# Spark
- A fast and general compute engine (originally for [Hadoop](https://hadoop.apache.org/) data).
    - Often paired with Hadoop for its distributed filesystem (HDFS), cluster resource management and parallel processing.
- Spark provides a simple and expressive programming model that supports a wide range of applications, including ETL (extract, transform, load), Machine Learning, stream processing, and graph computation.
- Also communicates well with some databases and other resources.
- Installation of Spark and its dependencies is explained in the [Installation chapter](../../7_Appendix/Installation.ipynb).

In [None]:
# Set environment variables for PySpark (system and version dependent!) 
# if not already set persistently (e.g., in .bashrc or .bash_profile or Windows environment variables)
import os
# Set the Java home path to the one you are using ((un)comment and edit as needed):
# os.environ["JAVA_HOME"] = "/Library/Java/JavaVirtualMachines/zulu-18.jdk/Contents/Home" (Liland's old Mac)
# os.environ["JAVA_HOME"] = "C:/Program Files/Java/jdk1.8.0_281" # or similar on Windows (Liland's Windows)
os.environ["JAVA_HOME"] = "/Library/Internet Plug-Ins/JavaAppletPlugin.plugin/Contents/Home" # Liland's Mac

# If you are using environments in Python, you can set the environment variables like the alternative below.
# The default Python environment is used if the variables are set to "python" (edit if needed):
os.environ["PYSPARK_PYTHON"] = "python" # or similar to "/Users/kristian/miniforge3/envs/tf_M1/bin/python"
os.environ["PYSPARK_DRIVER_PYTHON"] = "python" # or similar to "/Users/kristian/miniforge3/envs/tf_M1/bin/python"

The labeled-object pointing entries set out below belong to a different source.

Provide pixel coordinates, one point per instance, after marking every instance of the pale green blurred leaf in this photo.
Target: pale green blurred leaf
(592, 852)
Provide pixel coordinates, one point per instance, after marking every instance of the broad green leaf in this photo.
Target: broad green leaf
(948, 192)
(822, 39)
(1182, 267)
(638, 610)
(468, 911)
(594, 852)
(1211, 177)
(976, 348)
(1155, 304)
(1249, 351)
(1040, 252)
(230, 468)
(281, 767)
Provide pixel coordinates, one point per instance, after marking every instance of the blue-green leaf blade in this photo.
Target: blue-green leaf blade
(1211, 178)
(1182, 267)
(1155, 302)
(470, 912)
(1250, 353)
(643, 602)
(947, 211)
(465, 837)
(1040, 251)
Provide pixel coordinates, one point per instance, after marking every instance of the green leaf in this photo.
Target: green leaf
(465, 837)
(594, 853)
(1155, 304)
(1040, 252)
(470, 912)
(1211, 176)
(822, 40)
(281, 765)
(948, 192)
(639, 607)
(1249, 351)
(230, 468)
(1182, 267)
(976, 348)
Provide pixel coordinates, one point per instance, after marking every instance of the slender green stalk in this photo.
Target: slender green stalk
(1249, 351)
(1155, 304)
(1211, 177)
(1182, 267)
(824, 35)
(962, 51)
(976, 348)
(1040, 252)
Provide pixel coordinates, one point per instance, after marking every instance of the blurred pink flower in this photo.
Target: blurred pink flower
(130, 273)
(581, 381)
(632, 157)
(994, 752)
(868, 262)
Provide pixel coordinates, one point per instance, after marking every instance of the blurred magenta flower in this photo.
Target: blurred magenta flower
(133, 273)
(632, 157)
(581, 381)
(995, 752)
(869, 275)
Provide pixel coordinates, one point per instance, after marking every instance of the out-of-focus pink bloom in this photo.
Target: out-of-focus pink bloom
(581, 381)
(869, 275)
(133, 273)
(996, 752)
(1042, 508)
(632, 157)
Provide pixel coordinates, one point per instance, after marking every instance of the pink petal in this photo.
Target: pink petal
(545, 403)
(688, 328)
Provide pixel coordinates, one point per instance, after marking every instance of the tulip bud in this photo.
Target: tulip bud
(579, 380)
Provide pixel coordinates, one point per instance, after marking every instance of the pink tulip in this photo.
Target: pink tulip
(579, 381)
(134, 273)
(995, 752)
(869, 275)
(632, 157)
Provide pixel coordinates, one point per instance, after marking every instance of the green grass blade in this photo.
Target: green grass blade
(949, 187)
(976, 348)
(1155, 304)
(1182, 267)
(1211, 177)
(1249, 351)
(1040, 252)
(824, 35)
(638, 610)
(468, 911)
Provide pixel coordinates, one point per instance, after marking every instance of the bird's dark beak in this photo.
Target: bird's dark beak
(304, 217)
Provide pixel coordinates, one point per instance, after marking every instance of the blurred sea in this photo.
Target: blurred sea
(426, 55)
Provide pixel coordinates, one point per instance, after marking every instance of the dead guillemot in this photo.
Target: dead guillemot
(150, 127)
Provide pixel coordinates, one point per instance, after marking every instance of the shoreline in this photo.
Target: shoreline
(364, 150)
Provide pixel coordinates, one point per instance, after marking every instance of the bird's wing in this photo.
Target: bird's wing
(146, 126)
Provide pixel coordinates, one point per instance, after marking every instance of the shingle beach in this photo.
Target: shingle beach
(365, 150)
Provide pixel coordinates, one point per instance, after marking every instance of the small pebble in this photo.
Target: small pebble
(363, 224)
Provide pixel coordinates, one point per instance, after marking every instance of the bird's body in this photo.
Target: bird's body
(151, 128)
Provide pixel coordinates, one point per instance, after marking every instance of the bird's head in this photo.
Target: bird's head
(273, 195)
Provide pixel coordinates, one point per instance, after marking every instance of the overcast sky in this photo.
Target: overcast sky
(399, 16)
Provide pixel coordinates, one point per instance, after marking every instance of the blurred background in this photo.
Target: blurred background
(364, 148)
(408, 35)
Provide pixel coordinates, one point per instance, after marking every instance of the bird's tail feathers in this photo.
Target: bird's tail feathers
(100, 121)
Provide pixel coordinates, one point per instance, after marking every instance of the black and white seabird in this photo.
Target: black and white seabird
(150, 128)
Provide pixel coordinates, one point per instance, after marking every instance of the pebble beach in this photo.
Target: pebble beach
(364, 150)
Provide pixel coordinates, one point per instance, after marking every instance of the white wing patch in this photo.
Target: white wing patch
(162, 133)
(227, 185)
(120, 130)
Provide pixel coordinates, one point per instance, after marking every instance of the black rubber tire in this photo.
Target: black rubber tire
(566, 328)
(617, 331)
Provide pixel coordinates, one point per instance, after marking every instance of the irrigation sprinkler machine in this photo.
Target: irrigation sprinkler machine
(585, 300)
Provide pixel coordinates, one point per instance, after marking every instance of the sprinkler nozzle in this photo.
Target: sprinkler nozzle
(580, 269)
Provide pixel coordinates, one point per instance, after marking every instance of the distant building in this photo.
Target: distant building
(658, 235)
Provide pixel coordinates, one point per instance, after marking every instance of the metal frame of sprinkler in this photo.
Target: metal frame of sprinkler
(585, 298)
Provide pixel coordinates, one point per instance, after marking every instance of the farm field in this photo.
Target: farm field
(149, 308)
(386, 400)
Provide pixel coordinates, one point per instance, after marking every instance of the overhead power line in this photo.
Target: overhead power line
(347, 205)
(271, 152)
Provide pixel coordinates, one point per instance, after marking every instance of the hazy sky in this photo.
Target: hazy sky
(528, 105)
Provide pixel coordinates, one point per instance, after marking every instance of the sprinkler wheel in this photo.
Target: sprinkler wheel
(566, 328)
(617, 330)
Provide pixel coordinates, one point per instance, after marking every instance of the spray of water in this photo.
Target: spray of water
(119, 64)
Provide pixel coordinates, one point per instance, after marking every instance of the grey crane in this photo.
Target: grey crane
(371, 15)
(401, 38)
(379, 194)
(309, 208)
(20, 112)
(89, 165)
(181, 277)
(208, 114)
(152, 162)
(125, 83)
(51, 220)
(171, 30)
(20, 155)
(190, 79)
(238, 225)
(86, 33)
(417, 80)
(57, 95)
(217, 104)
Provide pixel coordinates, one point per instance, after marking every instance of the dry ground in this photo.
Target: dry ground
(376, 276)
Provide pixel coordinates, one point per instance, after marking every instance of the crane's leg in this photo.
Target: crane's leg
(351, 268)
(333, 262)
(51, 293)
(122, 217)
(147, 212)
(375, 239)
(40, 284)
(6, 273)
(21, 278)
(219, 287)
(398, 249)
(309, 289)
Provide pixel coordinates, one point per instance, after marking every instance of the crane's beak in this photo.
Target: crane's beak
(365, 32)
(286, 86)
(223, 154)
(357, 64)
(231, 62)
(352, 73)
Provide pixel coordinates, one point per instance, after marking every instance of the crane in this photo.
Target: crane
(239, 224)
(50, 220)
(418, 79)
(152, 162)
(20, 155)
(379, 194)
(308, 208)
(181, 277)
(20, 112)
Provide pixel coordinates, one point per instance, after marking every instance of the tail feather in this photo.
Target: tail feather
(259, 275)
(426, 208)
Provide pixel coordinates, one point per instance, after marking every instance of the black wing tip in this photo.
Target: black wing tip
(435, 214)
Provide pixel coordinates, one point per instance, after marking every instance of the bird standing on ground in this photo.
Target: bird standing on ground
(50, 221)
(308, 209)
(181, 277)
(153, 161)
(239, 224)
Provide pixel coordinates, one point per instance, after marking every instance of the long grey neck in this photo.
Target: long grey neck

# On Windows you need to specify where the Hadoop drivers are located (uncomment and edit if needed):
# os.environ["HADOOP_HOME"] = "C:/Hadoop/hadoop-3.3.1"

# Set the Hadoop version to the one you are using, e.g., none:
os.environ["PYSPARK_HADOOP_VERSION"] = "without"

## Spark and Cassandra
- Cassandra is one of the databases that work well with Spark.
    - Same type of distributed processing.
    - Same way of replicating for fault tolerance.
- Spark can be deployed on the same nodes as Cassandra for:
    - local (short traveled) data manipulation, and
    - combination of results to a central hub ([MapReduce](https://en.wikipedia.org/wiki/MapReduce)).
- Requires drivers from Datastax
    - Automatically downloaded and applied with the following configuration.
- A [SparkSession](https://spark.apache.org/docs/latest/api/python/reference/pyspark.sql/api/pyspark.sql.SparkSession.html) instantiates Spark, applies configurations and connects to a data source.

In [None]:
from pyspark.sql import SparkSession
spark = SparkSession.builder.appName('SparkCassandraApp').\
    config('spark.jars.packages', 'com.datastax.spark:spark-cassandra-connector_2.12:3.5.1').\
    config('spark.cassandra.connection.host', 'localhost').\
    config('spark.sql.extensions', 'com.datastax.spark.connector.CassandraSparkExtensions').\
    config('spark.sql.catalog.mycatalog', 'com.datastax.spark.connector.datasource.CassandraCatalog').\
    config('spark.cassandra.connection.port', '9042').getOrCreate()
# Some warnings are to be expected.
# If running this cell does not give any output after ~30 seconds, there is likely an error in the configuration (JAVA_HOME, HADOOP_HOME, etc.).

## Accessing tables
**Note: The following sets of commands assume that the [Cassandra notebook](./3_Cassandra.ipynb) has been run first to set up the relevant keyspace and tables.**

In [None]:
# .load() is used to load data from Cassandra table as a Spark DataFrame.
spark.read.format("org.apache.spark.sql.cassandra").options(table="my_first_table", keyspace="my_first_keyspace").load().show()

### Database views
- Useful for "setting the scene" before a more simplified data extraction.
- The below example simply attaches to the correct keyspace and table.
    - The _view_ could also be a selection into that table to query further.

In [None]:
# Create view for simpler SQL queries
spark.read.format("org.apache.spark.sql.cassandra").options(table="table_with_uuid", keyspace="my_first_keyspace").load().createOrReplaceTempView("my_first_table_view")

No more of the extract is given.